PDF-Based Question Answering with Amazon Bedrock and Haystack

Create a generative QA application tailored for PDF files using Amazon Bedrock

January 17, 2024

Amazon Bedrock is a fully managed service that provides high-performing foundation models from leading AI startups and Amazon through a single API. You can choose from various foundation models to find the one best suited for your use case.

In this article, I’ll guide you through the process of creating a generative question answering application tailored for PDF files using the newly added Amazon Bedrock integration with Haystack and OpenSearch to store our documents efficiently. The demo will illustrate the step-by-step development of a QA application designed specifically for the Bedrock documentation, demonstrating the power of Bedrock in the process 🚀

Benefits of Amazon Bedrock

It provides access to a diverse range of foundation models sourced from leading AI startups, including AI21 Labs, Anthropic, Cohere, Meta, and Stability AI, along with Amazon Titan models.
You can experiment with different large language models (LLMs) seamlessly using Amazon Bedrock.
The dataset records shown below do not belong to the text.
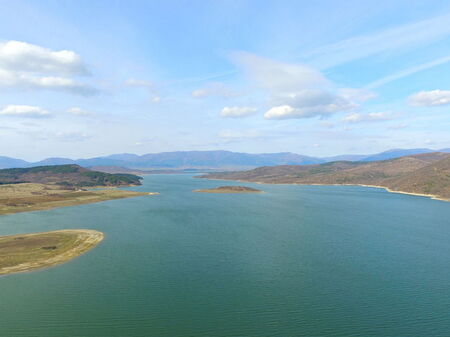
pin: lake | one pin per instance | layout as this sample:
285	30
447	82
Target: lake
294	261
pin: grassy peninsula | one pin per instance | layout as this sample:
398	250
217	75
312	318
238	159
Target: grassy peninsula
28	197
26	252
47	187
66	175
423	174
230	189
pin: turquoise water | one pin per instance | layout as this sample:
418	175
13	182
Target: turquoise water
295	261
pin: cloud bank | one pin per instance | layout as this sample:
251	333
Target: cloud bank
24	111
430	98
27	66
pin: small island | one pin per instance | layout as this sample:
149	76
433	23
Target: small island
47	187
230	189
26	252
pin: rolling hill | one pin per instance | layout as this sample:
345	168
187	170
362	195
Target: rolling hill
67	175
427	173
215	160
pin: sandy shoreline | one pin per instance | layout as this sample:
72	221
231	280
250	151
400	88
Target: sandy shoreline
81	241
29	197
431	196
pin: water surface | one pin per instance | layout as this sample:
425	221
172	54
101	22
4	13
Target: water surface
294	261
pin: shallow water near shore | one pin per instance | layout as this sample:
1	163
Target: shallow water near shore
294	261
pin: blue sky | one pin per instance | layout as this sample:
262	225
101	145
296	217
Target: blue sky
89	78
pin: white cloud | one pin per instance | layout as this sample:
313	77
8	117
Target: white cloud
24	111
309	103
133	82
79	112
238	112
357	95
298	91
22	56
27	66
214	89
430	98
277	76
370	117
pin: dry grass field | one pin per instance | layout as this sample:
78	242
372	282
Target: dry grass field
27	197
26	252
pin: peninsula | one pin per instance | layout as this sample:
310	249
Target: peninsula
230	189
27	252
47	187
423	174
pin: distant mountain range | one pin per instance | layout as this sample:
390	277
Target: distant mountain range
66	175
425	173
224	160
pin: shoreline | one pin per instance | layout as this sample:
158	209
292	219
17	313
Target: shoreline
387	189
18	198
84	240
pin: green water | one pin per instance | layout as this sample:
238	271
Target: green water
295	261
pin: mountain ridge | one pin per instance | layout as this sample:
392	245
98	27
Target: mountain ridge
219	159
424	174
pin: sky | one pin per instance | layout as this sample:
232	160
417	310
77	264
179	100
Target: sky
83	78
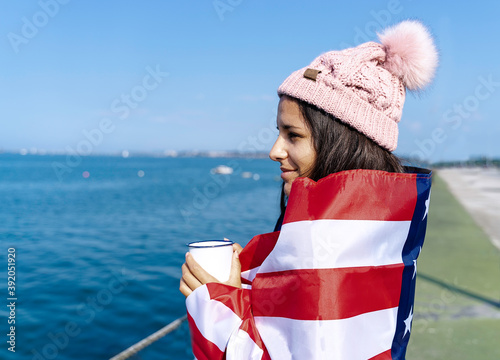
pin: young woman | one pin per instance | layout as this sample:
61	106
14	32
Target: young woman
336	279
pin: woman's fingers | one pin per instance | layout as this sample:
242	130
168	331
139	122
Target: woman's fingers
197	271
185	290
235	275
237	247
189	279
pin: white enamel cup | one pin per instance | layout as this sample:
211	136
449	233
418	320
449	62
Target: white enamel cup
214	256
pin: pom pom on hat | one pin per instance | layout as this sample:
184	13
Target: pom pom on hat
365	86
410	53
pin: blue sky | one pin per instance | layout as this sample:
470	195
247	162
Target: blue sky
105	76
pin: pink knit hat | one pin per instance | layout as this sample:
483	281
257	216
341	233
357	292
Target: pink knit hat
365	86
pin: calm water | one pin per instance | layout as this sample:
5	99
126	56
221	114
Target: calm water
98	257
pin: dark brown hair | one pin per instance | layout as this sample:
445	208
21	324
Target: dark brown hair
340	147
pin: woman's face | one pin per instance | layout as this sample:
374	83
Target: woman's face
294	148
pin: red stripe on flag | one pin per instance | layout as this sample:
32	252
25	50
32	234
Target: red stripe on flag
326	294
257	250
203	349
236	299
355	195
386	355
250	328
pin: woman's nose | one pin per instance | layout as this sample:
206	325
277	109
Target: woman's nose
278	151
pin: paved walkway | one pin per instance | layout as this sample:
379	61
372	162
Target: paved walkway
478	190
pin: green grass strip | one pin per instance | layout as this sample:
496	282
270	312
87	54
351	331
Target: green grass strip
457	304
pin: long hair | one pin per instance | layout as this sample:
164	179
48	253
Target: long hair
340	147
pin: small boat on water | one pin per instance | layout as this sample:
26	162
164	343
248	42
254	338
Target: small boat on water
222	169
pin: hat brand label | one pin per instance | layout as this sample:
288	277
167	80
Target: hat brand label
311	73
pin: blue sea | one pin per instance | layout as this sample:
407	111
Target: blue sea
99	243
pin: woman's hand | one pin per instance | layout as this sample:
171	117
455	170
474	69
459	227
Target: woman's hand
194	276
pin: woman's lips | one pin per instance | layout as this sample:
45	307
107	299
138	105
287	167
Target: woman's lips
287	174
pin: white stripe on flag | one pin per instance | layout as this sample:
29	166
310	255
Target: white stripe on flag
215	321
358	338
250	274
327	244
241	346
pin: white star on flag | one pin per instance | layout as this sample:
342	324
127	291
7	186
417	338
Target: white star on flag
408	322
427	205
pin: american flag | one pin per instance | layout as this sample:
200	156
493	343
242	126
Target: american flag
337	282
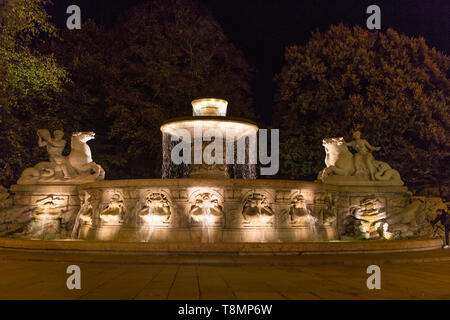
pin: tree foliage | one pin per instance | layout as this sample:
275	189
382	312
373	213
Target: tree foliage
29	81
394	88
146	69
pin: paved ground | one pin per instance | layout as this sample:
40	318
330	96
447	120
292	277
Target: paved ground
37	275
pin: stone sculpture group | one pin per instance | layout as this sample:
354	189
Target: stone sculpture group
77	167
355	197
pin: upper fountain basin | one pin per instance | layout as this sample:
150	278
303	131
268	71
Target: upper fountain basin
227	126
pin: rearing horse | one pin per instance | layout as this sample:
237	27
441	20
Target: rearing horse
80	157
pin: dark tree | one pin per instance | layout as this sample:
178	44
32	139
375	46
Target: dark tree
128	79
395	89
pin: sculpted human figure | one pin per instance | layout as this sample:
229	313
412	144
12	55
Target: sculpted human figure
363	154
55	147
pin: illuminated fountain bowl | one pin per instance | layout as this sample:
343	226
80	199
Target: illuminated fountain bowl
208	114
152	220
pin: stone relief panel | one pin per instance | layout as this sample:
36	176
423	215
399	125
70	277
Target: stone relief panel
367	219
155	209
112	210
206	209
257	210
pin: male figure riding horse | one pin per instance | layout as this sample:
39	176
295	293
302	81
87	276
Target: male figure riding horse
364	154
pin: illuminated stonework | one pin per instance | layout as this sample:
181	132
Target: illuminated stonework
206	210
155	210
257	211
114	210
369	219
86	210
299	213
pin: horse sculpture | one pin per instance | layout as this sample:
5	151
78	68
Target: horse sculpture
77	167
340	162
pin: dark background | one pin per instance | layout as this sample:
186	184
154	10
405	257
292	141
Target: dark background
263	28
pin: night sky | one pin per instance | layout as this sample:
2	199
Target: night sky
263	28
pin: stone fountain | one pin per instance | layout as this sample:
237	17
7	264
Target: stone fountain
354	197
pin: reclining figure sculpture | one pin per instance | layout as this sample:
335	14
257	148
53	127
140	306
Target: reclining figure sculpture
358	167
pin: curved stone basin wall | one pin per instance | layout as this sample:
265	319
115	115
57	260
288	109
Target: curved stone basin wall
229	210
216	210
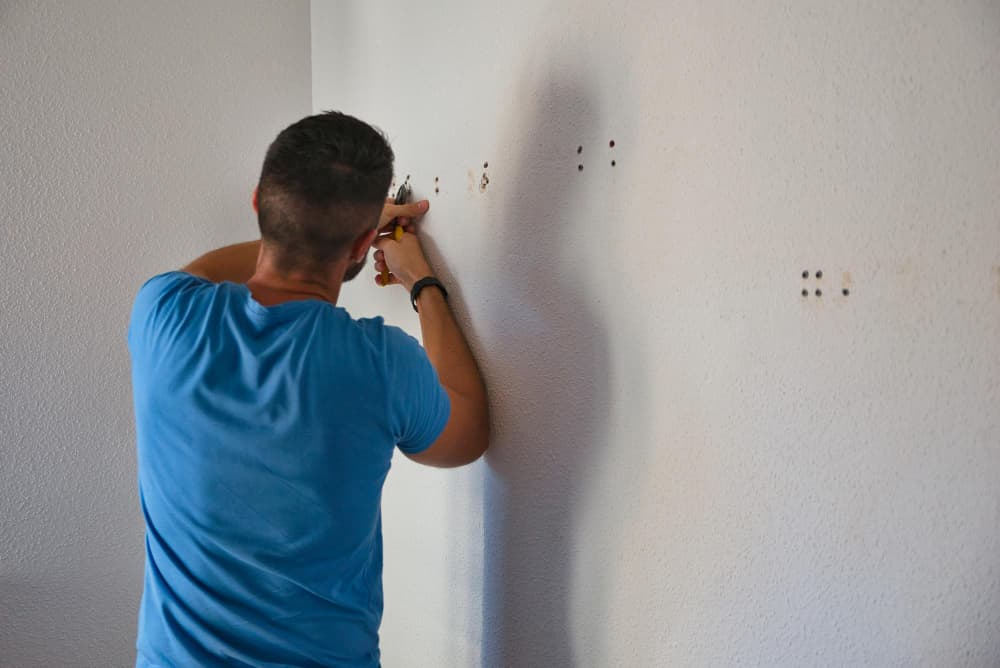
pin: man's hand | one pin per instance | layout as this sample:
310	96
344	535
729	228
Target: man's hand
403	259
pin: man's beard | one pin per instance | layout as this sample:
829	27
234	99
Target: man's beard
355	269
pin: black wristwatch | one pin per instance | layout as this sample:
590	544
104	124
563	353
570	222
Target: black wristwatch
423	283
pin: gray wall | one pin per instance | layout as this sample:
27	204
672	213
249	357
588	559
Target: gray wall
693	464
130	138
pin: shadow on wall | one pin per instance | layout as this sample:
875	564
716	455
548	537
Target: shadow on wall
548	376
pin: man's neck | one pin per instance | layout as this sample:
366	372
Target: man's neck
270	287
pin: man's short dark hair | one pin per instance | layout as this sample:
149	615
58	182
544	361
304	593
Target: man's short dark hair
324	182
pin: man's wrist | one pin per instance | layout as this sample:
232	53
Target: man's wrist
425	285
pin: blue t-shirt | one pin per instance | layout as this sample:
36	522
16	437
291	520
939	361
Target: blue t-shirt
264	437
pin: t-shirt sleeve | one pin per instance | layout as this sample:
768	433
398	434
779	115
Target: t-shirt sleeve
156	304
419	404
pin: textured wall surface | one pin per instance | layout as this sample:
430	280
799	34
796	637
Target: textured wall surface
695	465
131	134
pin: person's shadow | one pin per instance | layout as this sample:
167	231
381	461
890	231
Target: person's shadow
548	377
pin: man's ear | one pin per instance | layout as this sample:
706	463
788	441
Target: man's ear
361	245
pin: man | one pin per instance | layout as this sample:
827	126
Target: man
267	416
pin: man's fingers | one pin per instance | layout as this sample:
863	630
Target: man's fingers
381	281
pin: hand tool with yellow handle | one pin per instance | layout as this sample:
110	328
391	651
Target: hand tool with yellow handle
402	197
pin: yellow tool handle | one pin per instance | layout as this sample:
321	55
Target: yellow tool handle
397	234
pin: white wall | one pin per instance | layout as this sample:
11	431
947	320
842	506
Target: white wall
693	464
131	135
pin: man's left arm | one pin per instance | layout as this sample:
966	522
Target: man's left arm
235	263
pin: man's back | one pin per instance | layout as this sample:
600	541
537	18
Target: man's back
264	437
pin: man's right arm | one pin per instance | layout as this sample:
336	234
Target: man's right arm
466	435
No need for multiple API keys; just modify the model name and test your application with various prompts and configurations to identify the optimal model for your specific use case.
Amazon Bedrock doesn’t use your prompts and continuations in training AWS models or share them with third parties. Your training data is not employed in training the core Amazon Titan models or distributed externally. Additionally, other usage data, such as timestamps and account IDs, is not employed in model training. Source
You don’t need to manage infrastructure for hosting your models when deploying your application after the prototyping phase. Amazon Bedrock takes care of the hosting infrastructure, providing a seamless deployment experience.

Set Up Amazon Bedrock

To use Amazon Bedrock, start by signing up for an AWS account. Once you have successfully logged in, go to Amazon Bedrock Console and get started. Keep in mind that, by default, users do not have model access. You should request access from Model Access Page. For this application, we’re going to use “Titan Text G1 - Express” model by Amazon. Unfortunately, there is no free tier for Amazon Bedrock, therefore, you might need to provide payment information at this step.

Learn more about the process in this set up Amazon Bedrock guide.

Model access page in AWS Console with model names and an orange ‘Manage model access’ button — Manage model access

API Keys

To use Amazon Bedrock, you need aws_access_key_id, aws_secret_access_key, and indicate the aws_region_name. Once logged into your account, create the access keys in “Security Credentials” section. For detailed guidance, refer to the documentation on Managing access keys for IAM users.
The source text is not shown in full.